When the training is completed, the prediction accuracy and advice for improving the model will be displayed as shown below.
This completes the preparation. The prediction function can now be used on the application side. This demo is a fairly simple value prediction, but it also supports classification and non-linear prediction. And the user does not have to support whether it is a value prediction or a classification. It automatically determines and switches models internally.
This mechanism, karura, cuts all the troublesome parts in machine learning.
As shown in the figure above, the following points are automatically performed.
"Automatically" seems to be doing something awesome, but they're all just doing what they can do normally. Specifically, it looks like the following.
A little ingenuity is the definition of features. Specifically, the following operations are performed internally.
Below, I would like to explain the points for automation, including the above.
Some of the features, that is, the items of the app on kintone, have numerical values, while others have categories such as days of the week. It is not appropriate to simply convert the items with classifications (Monday, Tuesday, Wednesday, etc. for days of the week) into numerical values. For example, if 0 = Monday, 1 = Tuesday, 2 = Wednesday, is Wednesday twice as much as Tuesday? Is it Tuesday + Tuesday = Wednesday?
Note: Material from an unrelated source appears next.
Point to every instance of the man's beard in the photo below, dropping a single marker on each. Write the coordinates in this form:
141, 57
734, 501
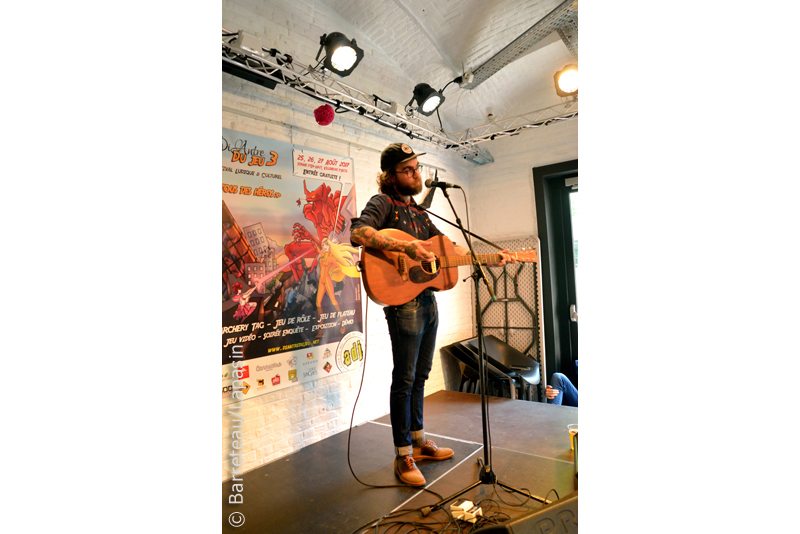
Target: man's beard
408, 190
It doesn't make sense. Therefore, each value must be treated independently. Variables that represent these categories are called categorical variables, and when they are used as features, each value is regarded as an item (Monday = True / False, Tuesday = True / False, etc., and each value is an item. To do). On the contrary, variables that can be treated as numerical values and have no problem (temperature, amount, etc.) are called quantitative variables.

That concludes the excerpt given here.